Zaman geçiyor köşemizden kıyımızdan. Bu bizi ayakta siken
düzene alıştık mı hoşumuza mı gidiyor bilmiyorum. Zaman geçti köşemden,
kıyımdan. Beni siken bu düzene alıştım mı yoksa artık hoşlanmaya mı başladım
bilmiyorum. Zaman geçecek köşelerimizden kıyılarımızdan. Yalın ayak gireceğiz
belki uğultular denizine. Unuttum artık derin suların altında boğulmanın
verdiği hazzı. Ötekileşiyorum. Herkesleşiyorum. Cevap vermekten yorulduğumdan
soru kiplerinin hayatıma girişine izin vermiyorum artık.

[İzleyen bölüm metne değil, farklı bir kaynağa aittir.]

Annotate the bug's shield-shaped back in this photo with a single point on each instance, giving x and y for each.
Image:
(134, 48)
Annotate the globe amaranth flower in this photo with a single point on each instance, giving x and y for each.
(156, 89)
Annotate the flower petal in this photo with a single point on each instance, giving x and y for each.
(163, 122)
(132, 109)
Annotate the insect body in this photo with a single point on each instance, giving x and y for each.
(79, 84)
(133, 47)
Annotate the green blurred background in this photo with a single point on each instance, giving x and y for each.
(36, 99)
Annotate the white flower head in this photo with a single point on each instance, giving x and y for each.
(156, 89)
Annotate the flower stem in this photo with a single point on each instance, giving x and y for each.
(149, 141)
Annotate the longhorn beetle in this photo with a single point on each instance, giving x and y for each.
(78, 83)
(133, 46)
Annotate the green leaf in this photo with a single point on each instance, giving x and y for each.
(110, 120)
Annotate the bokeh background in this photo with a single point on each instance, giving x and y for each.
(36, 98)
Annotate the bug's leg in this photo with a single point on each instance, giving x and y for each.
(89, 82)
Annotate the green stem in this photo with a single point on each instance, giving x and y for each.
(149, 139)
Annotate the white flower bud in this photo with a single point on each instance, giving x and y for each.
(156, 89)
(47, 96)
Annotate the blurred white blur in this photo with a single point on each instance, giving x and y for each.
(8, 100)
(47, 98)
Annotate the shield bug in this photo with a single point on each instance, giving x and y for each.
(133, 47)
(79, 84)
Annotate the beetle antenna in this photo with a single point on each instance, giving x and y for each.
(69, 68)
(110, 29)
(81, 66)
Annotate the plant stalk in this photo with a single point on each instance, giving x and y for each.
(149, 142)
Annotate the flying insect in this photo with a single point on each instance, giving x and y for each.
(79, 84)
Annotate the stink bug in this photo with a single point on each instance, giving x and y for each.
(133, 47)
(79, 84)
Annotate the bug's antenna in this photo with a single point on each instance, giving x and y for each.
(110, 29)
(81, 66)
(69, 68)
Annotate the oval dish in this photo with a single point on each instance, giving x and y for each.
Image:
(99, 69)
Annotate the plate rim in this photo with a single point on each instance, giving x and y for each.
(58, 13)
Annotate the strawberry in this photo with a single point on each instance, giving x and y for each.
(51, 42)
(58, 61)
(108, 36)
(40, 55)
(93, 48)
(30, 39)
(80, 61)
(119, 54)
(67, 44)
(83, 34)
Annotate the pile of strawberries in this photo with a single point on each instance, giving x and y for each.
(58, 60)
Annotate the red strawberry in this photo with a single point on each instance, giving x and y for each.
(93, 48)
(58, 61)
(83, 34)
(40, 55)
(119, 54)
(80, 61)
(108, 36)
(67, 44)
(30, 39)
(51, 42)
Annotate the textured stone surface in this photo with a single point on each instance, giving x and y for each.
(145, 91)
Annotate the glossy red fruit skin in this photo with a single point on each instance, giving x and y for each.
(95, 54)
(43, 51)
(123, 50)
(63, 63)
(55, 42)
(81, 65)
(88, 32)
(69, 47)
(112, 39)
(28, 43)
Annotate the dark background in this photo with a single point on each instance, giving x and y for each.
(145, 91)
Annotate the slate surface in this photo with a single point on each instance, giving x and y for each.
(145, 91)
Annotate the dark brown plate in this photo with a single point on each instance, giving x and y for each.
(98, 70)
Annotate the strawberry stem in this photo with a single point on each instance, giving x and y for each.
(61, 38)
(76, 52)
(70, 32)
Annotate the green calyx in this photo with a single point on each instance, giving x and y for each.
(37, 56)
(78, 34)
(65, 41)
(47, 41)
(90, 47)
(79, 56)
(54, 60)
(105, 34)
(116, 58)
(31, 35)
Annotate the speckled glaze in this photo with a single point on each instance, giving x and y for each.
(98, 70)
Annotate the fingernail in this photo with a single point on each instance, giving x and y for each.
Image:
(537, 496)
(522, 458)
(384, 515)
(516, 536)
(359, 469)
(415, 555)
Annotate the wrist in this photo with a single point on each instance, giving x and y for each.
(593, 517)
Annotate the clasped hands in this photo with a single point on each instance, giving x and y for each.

Asiye arıyor, sesiyle birlikte soru kipini büyütüp çevreyi
kontrol etmemi sağlıyor. “Neredesin be adam” diyor, panikliyorum, etrafıma
bakınıyorum. Neredeyim diyorum, neredeyim. Etrafta panikliyor. Kuşlar, ağaçlar,
rıhtıma vuran dalga sesi. Halime acıyıp nerede olduğumu betimleyici sesler
çıkarıyorlar. “Bir yerdeyim işte” diyorum Asiye’ye, “arkadaşın yanına geldim
öyle laflıyoruz.”
Dışarıya sert bir nefes atıyor, içtenlikle attığı nefes bana
cızırtılı geliyor. “Yalan atma” diyor, “senin arkadaşın yok ki.” Gözlerim doluyor,
neme bağlıyorum; sıcak hava gözümü yaşartıyor olmalı. “Var ya” diyorum, “sen
varsın, Kürt Ercan var Deli Emin var, Sarı Eda…. Var, var işte.”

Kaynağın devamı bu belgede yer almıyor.